1. Increase your donor base
We don’t have to tell you twice—there can never be such a thing as too many donors or too many donations! Just ask the ALS Foundation, who raised over $115 million in eight weeks and discovered a new ALS gene thanks to an incredibly successful online fundraising campaign in 2014.
While it’s not a smart idea to base your Google Grants ad around donations (people often search for ideas, not nonprofits), you can still approach the Google Grants process with donations in mind.
Ads will bring your target audience to your landing page where you will deliver compelling information that is relevant to what they were searching for. If you do a great job of delivering on your promise, you can invite them to support your work as a direct call-to-action at the bottom of your landing page, or simply invite them into your ultimate donation funnel by encouraging them to learn more about your work. Just remember, however, that keeping your donor base happy and loyal to your nonprofit will be up to you.

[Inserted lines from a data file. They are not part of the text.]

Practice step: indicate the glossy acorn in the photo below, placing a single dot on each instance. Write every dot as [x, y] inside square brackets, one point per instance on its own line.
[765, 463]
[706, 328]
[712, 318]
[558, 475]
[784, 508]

2. Cultivate your email list
When users are brought to your landing page, whether it’s a simple, concise story or a hard hitting listing of statistics related to your cause, they should be invited to join others in being a part of your nonprofit’s email contact list. By having access to this personal bit of information, you’ll grow your network and will be able to appeal directly to your contact list for donations, ask for their help in upcoming campaigns, or invite them to participate in a fundraising event.
Pro Tip: Consider segmenting your email lists so that when users sign up, they can opt into the types of content that are most relevant for them. For example, if they are not local, they may like to opt out of your many event invites. Or, if you offer multiple lines of programming for different target audiences, they may just want to stay in-the-know on issues relevant to them. We all get too much email—help your supporters out by allowing them to opt-in to the emails that are valuable to them.
3. Grow your team
Google Grants will help you target and find people who are interested in your nonprofit and/or your cause, making things a lot easier when looking for volunteers or posting a new job opening in your nonprofit. Rather than finding someone through a generic employment listing page, you’ll know you’re recruiting people who are enthusiastic about your nonprofit and its mission. Your nonprofit will be able to do more because you’ll have people in your arsenal who actually want to be there, and you’ll have more hands on deck.
Pro Tip: If you decide to use your Google Grant for hiring and recruiting new team members while also listing the job in more conventional places online, ask your applicants how they heard about the opportunity to see who was truly searching for an opportunity just like the one you’re offering.
4. Hook newsletter subscribers
The point of your newsletter is to provide another place for your audience to engage with your nonprofit over a long-term timeline rather than a “one and done” interaction. Your newsletter is meant to keep subscribers connected to you by giving them detailed updates on your organization, such as the success of your latest fundraising event or how many donations were collected the past month.
Your newsletter is also a good place to do storytelling, such as highlighting a group in need that was recently helped by your nonprofit organization or including a testimonial from a person who has been helped by your organization before. Stories help keep your content interesting and compelling from a human perspective as we all have full inboxes and content needs to wow us to get us to click.
Google Grants will help bring your content to potential newsletter subscribers, but it’s up to you to develop a newsletter strategy that keeps them engaged and far away from the “unsubscribe” button. Your newsletter can be one of the several segmented email lists that users can sign up for. Be sure to promise potential registrants what type of information they can expect to learn by signing up—then deliver on it.
5. Crank up your blog readership
While the newsletter is a bit more like a blurb or quick summary of what’s going on with your nonprofit, the blog is where you can really expand creatively in terms of content. The blog can be used in a variety of ways, such as educating readers and building awareness for current events or issues that are related to your cause. Learn 4 Proven Ways to Make Your Nonprofit Blog More Interesting and How to Use Data to Tell Your Nonprofit’s Story Online.
Google Grants can bring interested users to your blog, which will help build your following if you give them a place to sign up to receive blog updates. Blogging will also bring attention to your nonprofit by offering the type of frequently-updated, comprehensive content that search engines prioritize. Bringing your audience to you for valuable content, rather than you paying to market to them, is what the highly-popular trend of inbound marketing is all about.
In the end, these five things work together to foster two critical factors in helping your nonprofit grow: connection and engagement. It’s important to remember, however, that without fantastic content, your efforts to use Google Grants to increase your donor base, cultivate your email list, grow your team, hook newsletter subscribers, and crank up your blog readership will fall short. Be sure that your organization is investing effort both in managing Google Grants strategically and developing compelling stories, videos, and other communications products you feature online.